The redesigned Sonata went on sale in January 2010 and ended the year with 196,623 sales, a 64 percent increase from 2009. This year, sales through June are up 29 percent from the same period a year ago.

"Sonata became a very honorable contender in the market," Yoshimi Inaba, COO of Toyota North America, told Bloomberg recently. "We do have good respect for the model, and the sales figures show it's increasing quite a bit."

A Honda spokesman, meanwhile, offered more praise.

"We recognize that the Korean models are very competitive because of their good quality and affordable price," Keitaro Yamamoto, a spokesman for Honda in Tokyo, told Bloomberg. "Before, it was Accord versus Camry, but it's definitely becoming Accord versus Camry versus Sonata."

Through the first half of the year, the Toyota Camry is No. 1 on the list of top-selling cars in the United States with 147,469 sales. The Honda Accord is No. 2 with 137,146 units.

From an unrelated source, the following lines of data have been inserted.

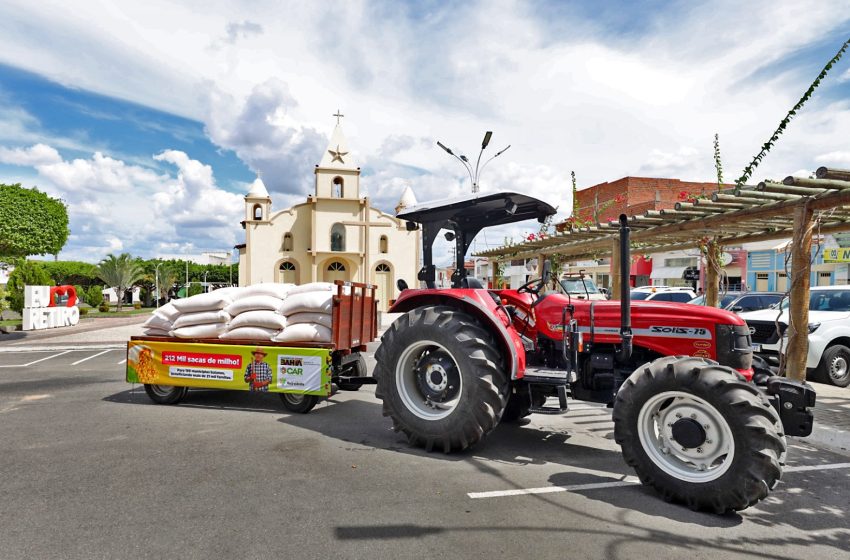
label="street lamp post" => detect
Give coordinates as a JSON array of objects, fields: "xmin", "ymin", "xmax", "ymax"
[{"xmin": 437, "ymin": 130, "xmax": 511, "ymax": 194}]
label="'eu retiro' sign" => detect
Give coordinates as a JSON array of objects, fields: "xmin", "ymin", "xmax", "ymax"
[{"xmin": 22, "ymin": 286, "xmax": 80, "ymax": 331}]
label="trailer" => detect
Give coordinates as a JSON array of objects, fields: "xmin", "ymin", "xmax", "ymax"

Sonata sold 115,014 cars, placing it No. 9. Even at No. 9, Sonata was only 32,455 units behind No. 1 and 22,132 units shy of No. 2.

Seven or eight years ago, some in the industry openly said Hyundai had no chance of surviving here.

There's one thing I've learned about this industry: Do not try to predict an automaker's long-term future.

Seven or eight years ago, some in the industry openly said Hyundai had no chance of surviving here. Toyota and Honda were too big, too powerful and their quality was unmatchable. Hyundai will be forced to pull out of the United States.

It didn't happen.

Give Hyundai credit for huge improvements in styling, quality and reliability over the past decade, so much so that Japanese automakers are looking over their shoulders, watching Hyundai's every move.